Greenfield Hall is the red brick Georgian mansion the widower Gill built as a wedding gift to bride Elizabeth French. Historians say the home echoed the design of French’s fine Moorestown’s residence.

This is the third home on the property, land given to John Gill I in the early 18th century by cousin Elizabeth Haddon Estaugh, the borough’s founder.

Observant visitors will see links to local history throughout the home. There is a needlepoint sampler by Sarah Jane Matlack, whose brother was a scribe of the Declaration of Independence. Matlack would marry John Middleton, whose family owned the land that later became the site of Haddonfield Memorial High School.

A Victorian parlor features a triangular-shaped, five-tiered, walnut whatnot shelf.

“The Victorians prided themselves on travel and leisure time,” said Lawes. “They loved to display the things they collected.”
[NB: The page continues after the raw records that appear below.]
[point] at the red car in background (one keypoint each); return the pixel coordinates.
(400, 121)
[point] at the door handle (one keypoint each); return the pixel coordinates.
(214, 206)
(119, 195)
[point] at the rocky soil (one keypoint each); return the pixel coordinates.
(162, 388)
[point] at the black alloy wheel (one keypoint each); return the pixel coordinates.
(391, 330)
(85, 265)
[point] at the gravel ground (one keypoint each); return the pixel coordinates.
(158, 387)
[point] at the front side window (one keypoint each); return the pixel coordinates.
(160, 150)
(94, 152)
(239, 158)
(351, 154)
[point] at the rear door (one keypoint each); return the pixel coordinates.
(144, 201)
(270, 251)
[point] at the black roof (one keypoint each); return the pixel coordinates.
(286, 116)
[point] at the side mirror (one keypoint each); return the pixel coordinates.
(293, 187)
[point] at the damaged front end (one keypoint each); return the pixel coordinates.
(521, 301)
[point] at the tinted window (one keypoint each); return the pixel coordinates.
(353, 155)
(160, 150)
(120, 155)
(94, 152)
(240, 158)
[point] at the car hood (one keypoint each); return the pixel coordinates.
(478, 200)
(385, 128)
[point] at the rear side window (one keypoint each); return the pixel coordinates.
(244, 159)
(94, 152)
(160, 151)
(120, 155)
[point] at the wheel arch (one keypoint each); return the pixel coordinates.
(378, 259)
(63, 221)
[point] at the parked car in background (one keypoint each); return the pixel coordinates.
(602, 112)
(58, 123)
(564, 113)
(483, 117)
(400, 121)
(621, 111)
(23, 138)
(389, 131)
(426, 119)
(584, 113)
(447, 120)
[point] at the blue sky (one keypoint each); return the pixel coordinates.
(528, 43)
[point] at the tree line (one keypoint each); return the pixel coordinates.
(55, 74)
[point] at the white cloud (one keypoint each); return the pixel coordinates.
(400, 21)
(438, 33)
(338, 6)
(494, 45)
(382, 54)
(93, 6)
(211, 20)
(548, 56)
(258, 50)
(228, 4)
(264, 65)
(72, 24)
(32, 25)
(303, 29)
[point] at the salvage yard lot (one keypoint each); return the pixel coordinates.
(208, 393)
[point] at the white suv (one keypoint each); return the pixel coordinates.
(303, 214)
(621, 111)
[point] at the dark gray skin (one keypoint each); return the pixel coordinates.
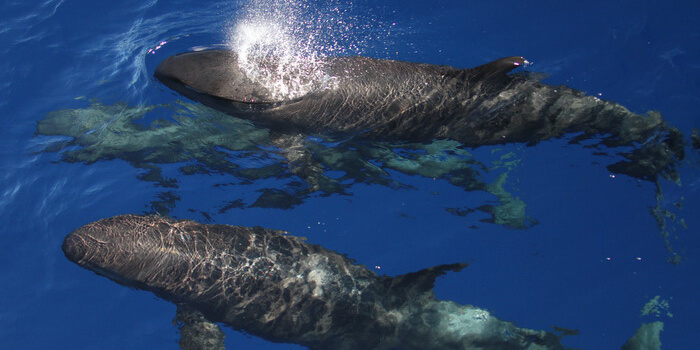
(283, 289)
(394, 100)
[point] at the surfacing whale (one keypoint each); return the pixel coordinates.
(395, 100)
(278, 287)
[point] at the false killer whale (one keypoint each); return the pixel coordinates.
(414, 102)
(278, 287)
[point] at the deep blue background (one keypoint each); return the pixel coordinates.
(59, 54)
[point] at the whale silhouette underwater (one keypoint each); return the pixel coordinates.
(277, 286)
(402, 101)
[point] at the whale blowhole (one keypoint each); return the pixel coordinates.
(282, 44)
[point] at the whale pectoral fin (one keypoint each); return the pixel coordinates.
(420, 282)
(496, 69)
(197, 332)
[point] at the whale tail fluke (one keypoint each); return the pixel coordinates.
(426, 323)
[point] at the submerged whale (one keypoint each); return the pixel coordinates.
(395, 100)
(276, 286)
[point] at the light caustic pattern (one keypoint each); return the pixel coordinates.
(281, 44)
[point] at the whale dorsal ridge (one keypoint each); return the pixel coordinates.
(498, 68)
(420, 282)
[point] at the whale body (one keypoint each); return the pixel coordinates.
(394, 100)
(276, 286)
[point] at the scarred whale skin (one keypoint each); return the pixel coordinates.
(278, 287)
(395, 100)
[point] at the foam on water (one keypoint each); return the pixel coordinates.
(282, 44)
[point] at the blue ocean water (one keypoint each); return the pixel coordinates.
(590, 257)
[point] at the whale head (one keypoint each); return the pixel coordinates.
(140, 252)
(212, 77)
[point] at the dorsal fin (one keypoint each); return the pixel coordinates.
(420, 282)
(496, 69)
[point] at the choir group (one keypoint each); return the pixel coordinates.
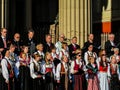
(27, 65)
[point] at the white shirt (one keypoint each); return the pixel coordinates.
(4, 64)
(45, 66)
(112, 43)
(41, 53)
(77, 62)
(32, 72)
(63, 52)
(58, 46)
(58, 70)
(54, 55)
(88, 53)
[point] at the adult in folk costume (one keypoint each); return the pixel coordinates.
(24, 71)
(7, 72)
(62, 74)
(49, 71)
(92, 69)
(78, 74)
(35, 72)
(115, 74)
(104, 73)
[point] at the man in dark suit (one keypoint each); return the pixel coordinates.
(73, 47)
(110, 45)
(30, 42)
(18, 43)
(48, 45)
(3, 40)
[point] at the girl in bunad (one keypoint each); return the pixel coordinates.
(24, 71)
(7, 72)
(15, 61)
(78, 74)
(115, 75)
(104, 73)
(0, 71)
(92, 69)
(62, 74)
(89, 53)
(36, 74)
(49, 71)
(64, 50)
(39, 48)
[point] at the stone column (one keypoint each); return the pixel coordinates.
(75, 19)
(28, 13)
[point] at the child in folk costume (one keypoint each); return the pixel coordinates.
(115, 74)
(39, 48)
(24, 72)
(49, 71)
(7, 72)
(89, 53)
(78, 74)
(54, 54)
(104, 73)
(116, 54)
(62, 74)
(92, 69)
(36, 74)
(64, 50)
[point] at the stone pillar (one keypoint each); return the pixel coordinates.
(75, 19)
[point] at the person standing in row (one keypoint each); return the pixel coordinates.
(78, 73)
(73, 47)
(35, 73)
(30, 42)
(62, 74)
(92, 69)
(48, 45)
(18, 43)
(7, 72)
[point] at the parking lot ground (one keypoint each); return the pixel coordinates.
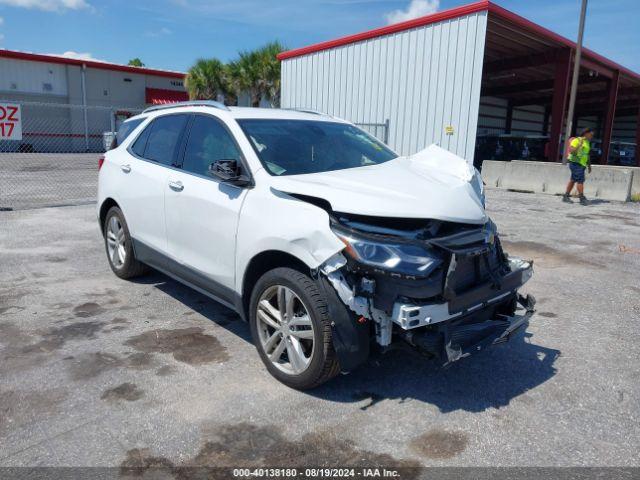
(96, 371)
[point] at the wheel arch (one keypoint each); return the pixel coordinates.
(261, 264)
(104, 208)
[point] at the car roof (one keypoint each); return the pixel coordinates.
(280, 113)
(239, 113)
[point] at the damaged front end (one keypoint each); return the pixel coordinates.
(446, 289)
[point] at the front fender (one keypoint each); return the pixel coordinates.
(272, 220)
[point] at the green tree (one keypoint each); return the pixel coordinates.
(257, 73)
(208, 79)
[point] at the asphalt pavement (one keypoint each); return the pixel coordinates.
(97, 371)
The home is chockablock with interesting knickknacks. Visitors can eye a castor oil bottle from a local pharmacy, Willard’s Telephone Drugstore, so named because it featured a newfangled telephone. There is an odd Victoriana decorative arts piece composed of human hair.

Magnificent grandfather clocks still toll the time.

“It’s the most delightful heartbeat in the house to hear them ticking,” said Lawes. “It’s just lovely.”

Objects were made to last (the tiger maple banister), serve a purpose (the huge plantation doors that sealed in warmth and kept out cold) and delight (elaborately detailed doll houses and dolls).

Some pieces followed both form and function.

“Isn’t this lovely?” asked Lawes, showing off a sewing cabinet decorated (by decoupage, perhaps) with cherubs. “That’s sweet, isn’t it? Very sweet.”

Upstairs is an early gizmo with a mirror and extension attached to an exterior wall. The so-called “busy-body,” invented by Benjamin Franklin, functioned as a kind of early warning system to alert the homeowner to a visitor below.

“If someone knocks on your front door, you can see who’s there,” explained Lawes.

 

For more information about tours and hours of operation at Greenfield Hall and the Samuel Mickle House, see historicalsocietyofhaddonfield.org.

The nearly three-century old Mickle House, one of the borough’s oldest buildings, is now a historical research library.